Training begins with basic manners and socialization of the hound. It is important that the bloodhound get along with other dogs easily. Search dogs are often transported together to their field locations and it is imperative that they can travel with
other dogs and handlers. Schoolyards, malls, parking lots and workouts are the best places to socialize your dog.
Puppy training begins as soon as you get the dog. Lead, collar and harness training start from day one. Get the puppy or dog accustomed to the feel of the lead and collar and then put on the harness. Confidence and patience are the keys to successful training. Basic puppy trails start out as a hide and seek game.
Make the training fun for both you and the puppy so you both look forward to it. Keep the training sessions short and gradually extend them. Remember, the training is not just for the dog.

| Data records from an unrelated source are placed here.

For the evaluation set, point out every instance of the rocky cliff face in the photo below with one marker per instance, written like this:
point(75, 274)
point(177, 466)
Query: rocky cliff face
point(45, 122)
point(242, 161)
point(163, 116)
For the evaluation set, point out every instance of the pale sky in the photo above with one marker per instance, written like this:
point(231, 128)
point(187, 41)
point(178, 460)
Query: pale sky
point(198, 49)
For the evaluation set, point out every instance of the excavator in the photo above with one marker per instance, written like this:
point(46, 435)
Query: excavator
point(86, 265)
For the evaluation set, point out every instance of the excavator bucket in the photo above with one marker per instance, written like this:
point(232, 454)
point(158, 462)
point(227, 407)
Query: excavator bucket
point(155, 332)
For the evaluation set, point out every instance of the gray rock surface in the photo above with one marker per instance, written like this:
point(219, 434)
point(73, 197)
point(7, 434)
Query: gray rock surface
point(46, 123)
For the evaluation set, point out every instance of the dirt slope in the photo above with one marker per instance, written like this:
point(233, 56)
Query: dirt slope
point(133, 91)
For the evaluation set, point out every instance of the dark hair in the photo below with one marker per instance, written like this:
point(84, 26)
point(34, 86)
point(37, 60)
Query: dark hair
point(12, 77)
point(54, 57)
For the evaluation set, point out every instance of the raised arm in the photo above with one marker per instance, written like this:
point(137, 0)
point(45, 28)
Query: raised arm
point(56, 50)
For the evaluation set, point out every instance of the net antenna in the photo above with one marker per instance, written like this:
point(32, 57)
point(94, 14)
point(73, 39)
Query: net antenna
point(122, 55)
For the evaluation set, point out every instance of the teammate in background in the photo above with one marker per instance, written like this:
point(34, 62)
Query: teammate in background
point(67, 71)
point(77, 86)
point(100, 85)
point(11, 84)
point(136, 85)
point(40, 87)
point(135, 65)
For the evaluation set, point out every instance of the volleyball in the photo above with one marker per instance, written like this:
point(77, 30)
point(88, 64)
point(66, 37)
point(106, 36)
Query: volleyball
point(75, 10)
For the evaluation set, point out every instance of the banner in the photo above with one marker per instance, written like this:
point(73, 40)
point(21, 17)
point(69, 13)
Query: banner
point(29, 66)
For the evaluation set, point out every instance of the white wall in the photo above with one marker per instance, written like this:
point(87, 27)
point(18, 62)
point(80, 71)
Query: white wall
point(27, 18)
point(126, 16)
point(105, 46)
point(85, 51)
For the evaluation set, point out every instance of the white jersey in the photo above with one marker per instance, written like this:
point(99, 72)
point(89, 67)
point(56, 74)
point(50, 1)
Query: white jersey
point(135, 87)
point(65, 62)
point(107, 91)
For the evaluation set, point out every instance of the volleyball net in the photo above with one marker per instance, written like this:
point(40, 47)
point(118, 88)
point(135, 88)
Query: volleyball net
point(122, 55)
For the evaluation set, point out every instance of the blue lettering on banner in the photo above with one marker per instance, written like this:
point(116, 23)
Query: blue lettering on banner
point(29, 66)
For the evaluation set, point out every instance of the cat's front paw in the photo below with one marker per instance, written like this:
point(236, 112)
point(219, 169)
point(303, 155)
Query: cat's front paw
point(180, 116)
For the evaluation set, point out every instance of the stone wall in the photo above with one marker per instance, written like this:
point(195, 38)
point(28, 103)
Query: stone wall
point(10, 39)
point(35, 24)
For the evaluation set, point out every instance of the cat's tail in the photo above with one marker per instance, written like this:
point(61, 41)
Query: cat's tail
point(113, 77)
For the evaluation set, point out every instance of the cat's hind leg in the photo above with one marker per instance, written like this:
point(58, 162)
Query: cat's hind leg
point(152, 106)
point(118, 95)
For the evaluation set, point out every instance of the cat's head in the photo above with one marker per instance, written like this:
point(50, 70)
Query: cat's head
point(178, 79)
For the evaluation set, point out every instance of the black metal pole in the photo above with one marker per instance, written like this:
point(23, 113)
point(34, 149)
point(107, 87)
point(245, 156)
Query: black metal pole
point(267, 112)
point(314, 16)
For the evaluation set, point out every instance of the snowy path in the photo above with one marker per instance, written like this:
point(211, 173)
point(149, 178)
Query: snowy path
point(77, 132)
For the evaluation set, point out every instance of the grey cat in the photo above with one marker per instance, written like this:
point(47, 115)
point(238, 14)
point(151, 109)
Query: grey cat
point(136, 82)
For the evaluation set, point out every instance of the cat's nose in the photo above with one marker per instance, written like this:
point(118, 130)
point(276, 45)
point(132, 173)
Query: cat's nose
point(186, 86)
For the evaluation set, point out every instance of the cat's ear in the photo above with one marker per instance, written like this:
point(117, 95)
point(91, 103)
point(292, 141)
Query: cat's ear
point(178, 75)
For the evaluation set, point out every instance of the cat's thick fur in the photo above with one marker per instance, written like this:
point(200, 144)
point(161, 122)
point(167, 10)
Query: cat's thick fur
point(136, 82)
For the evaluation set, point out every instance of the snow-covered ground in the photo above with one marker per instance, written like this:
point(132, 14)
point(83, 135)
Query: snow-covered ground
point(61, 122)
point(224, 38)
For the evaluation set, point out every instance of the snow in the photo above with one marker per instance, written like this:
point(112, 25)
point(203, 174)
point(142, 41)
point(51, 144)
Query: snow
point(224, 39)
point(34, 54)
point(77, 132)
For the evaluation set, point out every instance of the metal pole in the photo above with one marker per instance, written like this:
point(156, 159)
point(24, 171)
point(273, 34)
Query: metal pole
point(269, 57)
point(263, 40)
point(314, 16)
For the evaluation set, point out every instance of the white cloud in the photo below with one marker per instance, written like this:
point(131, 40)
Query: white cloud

Handler training is just as important. Trailing is instinctive to the hound and needs only to be encouraged properly. Handler training includes learning to read the body language of the dog and understanding what it means. Specific hints and guidelines are available from the more experienced handlers.
The biggest mistake new handlers make is to start out too fast. Make sure the dog is ready to move on before you change the length, age, or type of trail. Change only one thing at a time. This means that you change the length of the trail or the age of the trail or the difficulty, one at a time. Changing too many things at once will confuse and frustrate the dog and may lead to failure.
Always end the training session on a positive note. (Find something that he does well and praise him a lot.)